Wilmington-based geospatial intelligence (GEOINT) company Geo Owl was awarded a $70 million indefinite-delivery, indefinite-quantity contract with the United States Forest Service, the company announced last week.
The contract ties Geo Owl’s geospatial services to research and development programs across the U.S. Forest Service’s 193 million acres of land in the U.S. and Puerto Rico, according to the company’s announcement issued Thursday. Geo Owl is expected to provide remote sensing, photogrammetry, geospatial analysis, Geographic Information Systems (GIS), cartography, geodesy and Global Navigation Satellite Systems (GNSS).
Geo Owl was one of five vendors chosen for the National Geospatial Services (NGSC) contract with the U.S. Forest Service. Each vendor will support different efforts across the agency. The award has a $70 million ceiling and a five-year cycle for each recipient, according to U.S. Forest Service officials.
The NGSC is one of two geospatial contracts the federal Geospatial Office has administered in the past five years, according to U.S. Forest Service officials, the other is the Remote Sensing and Geospatial Services contract (RSGS).

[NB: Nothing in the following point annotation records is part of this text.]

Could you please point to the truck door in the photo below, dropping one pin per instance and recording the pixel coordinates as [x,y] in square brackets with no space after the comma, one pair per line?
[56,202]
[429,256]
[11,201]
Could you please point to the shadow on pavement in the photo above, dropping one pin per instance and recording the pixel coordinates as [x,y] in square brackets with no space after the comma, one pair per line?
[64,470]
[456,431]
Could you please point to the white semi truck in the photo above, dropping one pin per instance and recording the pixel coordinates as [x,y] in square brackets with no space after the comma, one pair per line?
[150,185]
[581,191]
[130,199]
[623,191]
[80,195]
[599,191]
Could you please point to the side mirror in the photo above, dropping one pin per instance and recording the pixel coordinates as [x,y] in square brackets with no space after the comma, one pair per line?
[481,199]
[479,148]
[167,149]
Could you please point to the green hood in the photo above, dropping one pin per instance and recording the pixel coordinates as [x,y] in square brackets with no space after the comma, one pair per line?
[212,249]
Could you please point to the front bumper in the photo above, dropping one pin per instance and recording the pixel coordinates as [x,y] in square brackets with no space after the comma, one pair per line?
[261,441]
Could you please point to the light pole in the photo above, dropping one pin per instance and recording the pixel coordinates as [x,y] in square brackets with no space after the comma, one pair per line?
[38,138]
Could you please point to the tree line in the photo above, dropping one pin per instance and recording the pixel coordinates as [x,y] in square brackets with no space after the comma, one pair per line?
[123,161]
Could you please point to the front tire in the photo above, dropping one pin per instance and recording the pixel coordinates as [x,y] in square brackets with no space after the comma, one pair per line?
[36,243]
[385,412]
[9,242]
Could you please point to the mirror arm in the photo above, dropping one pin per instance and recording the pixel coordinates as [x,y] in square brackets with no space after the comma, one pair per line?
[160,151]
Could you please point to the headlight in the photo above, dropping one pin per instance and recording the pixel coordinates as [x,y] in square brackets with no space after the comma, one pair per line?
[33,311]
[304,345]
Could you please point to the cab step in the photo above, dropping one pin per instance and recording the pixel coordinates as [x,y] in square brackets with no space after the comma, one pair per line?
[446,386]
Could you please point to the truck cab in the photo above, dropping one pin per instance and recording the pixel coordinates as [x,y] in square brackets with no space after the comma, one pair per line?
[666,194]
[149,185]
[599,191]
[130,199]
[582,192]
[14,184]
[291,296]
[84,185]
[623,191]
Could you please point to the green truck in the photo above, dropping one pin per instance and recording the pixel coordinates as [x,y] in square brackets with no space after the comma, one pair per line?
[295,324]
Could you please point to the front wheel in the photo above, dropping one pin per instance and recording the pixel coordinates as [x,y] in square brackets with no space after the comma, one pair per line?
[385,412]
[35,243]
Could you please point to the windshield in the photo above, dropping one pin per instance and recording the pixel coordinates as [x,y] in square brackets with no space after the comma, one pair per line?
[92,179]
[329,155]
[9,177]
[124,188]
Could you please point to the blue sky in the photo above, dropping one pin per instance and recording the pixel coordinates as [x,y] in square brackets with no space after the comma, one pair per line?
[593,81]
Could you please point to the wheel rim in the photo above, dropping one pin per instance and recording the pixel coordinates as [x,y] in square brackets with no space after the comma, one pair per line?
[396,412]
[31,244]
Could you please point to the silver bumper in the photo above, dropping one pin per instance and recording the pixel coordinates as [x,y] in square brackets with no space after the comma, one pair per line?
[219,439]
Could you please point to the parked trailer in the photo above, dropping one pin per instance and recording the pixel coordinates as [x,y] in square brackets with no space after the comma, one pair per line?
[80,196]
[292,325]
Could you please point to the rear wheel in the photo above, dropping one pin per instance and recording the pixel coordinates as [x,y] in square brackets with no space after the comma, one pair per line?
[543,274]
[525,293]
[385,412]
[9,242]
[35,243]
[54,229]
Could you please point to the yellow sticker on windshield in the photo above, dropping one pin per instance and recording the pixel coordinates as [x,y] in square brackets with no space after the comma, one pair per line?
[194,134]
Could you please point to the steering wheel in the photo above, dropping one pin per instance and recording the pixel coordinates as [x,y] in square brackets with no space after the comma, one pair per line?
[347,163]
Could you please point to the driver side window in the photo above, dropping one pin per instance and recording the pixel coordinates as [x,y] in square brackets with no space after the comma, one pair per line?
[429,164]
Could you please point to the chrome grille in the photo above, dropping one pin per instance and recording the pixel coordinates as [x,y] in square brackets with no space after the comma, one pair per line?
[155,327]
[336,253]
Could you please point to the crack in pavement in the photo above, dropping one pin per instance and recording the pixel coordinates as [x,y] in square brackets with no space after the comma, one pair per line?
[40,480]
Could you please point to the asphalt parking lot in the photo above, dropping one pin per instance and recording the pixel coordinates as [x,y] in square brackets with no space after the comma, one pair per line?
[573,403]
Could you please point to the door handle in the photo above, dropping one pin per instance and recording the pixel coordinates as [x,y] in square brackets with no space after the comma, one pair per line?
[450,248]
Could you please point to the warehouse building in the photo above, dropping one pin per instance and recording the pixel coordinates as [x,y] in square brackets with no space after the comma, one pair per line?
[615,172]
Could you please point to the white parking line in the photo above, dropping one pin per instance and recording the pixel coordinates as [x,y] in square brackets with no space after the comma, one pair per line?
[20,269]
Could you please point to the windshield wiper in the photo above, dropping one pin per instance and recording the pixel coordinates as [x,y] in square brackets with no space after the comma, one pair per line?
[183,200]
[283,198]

Founded in 2013 by U.S. Army veteran Nicholas Smith,
Geo Owl has a growing list of federal government clients like the Department of Defense and the National Geospatial-Intelligence Agency. The company is headquartered at 100A Old Eastwood Road in Wilmington and has another office in Fuquay-Varina.
The technology company specializes in location-based data finding through drones and satellites. It also provides IT services and other intelligence services, according to Geo Owl officials. Last year, the company began a hiring spree due to a capital injection of about $3 million in federal contract awards, growing to about 120 employees in 2024.
Some of the team works out of the Wilmington headquarters, said Geo Owl marketing director Audrey Robison. Many of its employees work remotely from military bases such as Fort Sam Houston in Texas, Fort Collins in Colorado and other areas abroad.
The four other recipients of U.S. Forest Service contracts are Daybreak, a Virginia-based data analytics company; Dj&A, a Montana-based civil engineering, planning and surveying firm; Innovate!, a Virginia-based geospatial services and business consulting firm and Xentity Corporation, a Colorado-based geospatial services company.
Correction: This story has been updated to correct that Geo Owl has 120 employees.